Two Kinds of Cryptography¶
To resolve this problem of identifying who we are talking to on the internet, we first need to talk about a new kind of cryptography algorithm.
The traditional cryptography we looked at while studying the Diffie-Hellman algorithm is symmetric cryptography, meaning that the same key (or secret) is used to encrypt the message and decrypt the message. If the encryption key is “shift every letter by 8”, the decryption key will also be “shift every letter by 8” (only in the other direction).
It is like a lock on a box where there is one key used to both seal the lock and later to unlock it. If two people, Alice and Bob, are the only two with a key for the lock, they can use the box to pass secret messages. Alice can write a message, lock the box, then safely give the box to Eve who promises to deliver it to Bob.
Alice knows that only Bob has the right key to unlock the box, so Eve can’t snoop on the message. And when Bob gets the box, he can be sure that whatever message is locked inside of it had to be written by Alice - Eve could not have opened the box to put a forged message in.
In asymmetric cryptography, the key used to encrypt a message is different than the key used to decrypt it. It is like a box where the lock has two keys: key A and key B. The mechanism on the box works such that when the lock is sealed using key A, you have to use key B to open it.
When the box is sealed using key B, you have to use key A to unlock it.
There is one more important feature of this hypothetical lock - you cannot use the same key to unlock the box that was used to lock it. If you seal it using key A, key A cannot be used to unlock the box. Nor can key B unlock the box if it was locked with B.

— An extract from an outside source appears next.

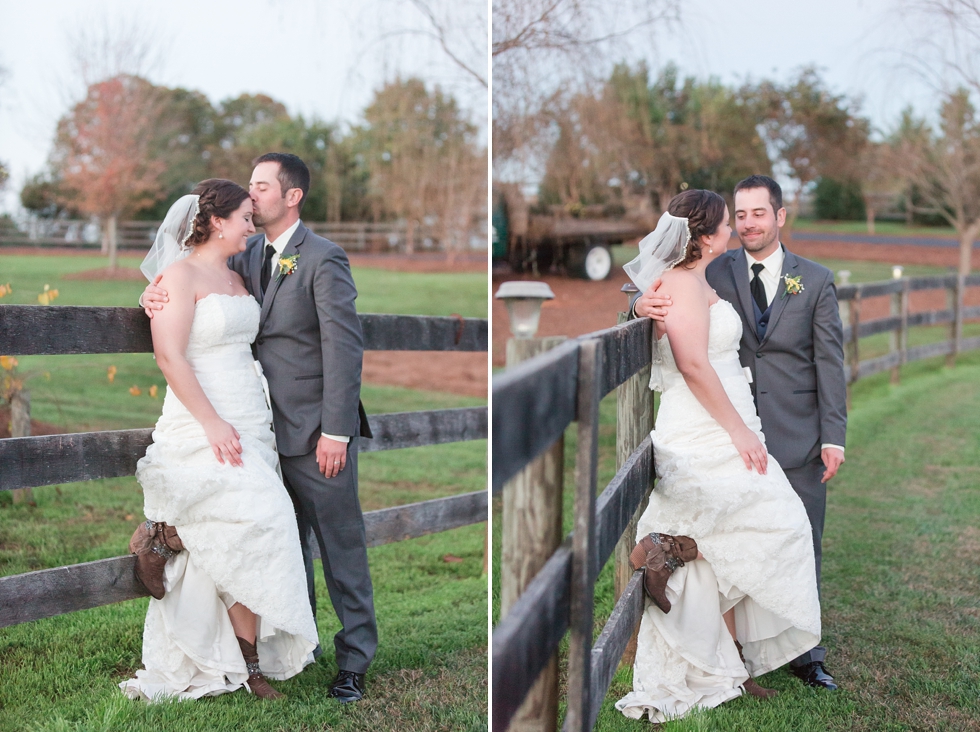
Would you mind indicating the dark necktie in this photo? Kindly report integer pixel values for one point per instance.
(267, 266)
(757, 289)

Let us imagine Alice has key A and Bob has key B. They could use the keys and this special box to securely communicate; if Alice locks the box, she knows only Bob can unlock it. If Bob gets a box that his key opens, he knows Alice must have locked it using her key. If Bob locks a message in the box using his key the roles are reversed: Bob knows only Alice will be able to read it and Alice will know that Bob sent it.
These properties of asymmetric cryptography will be critical for the algorithm we are going to use to authenticate machines on the internet - for making sure that when Alice wants to talk to Bob (or you to Wells Fargo) that Eve is not pretending to be one of the parties.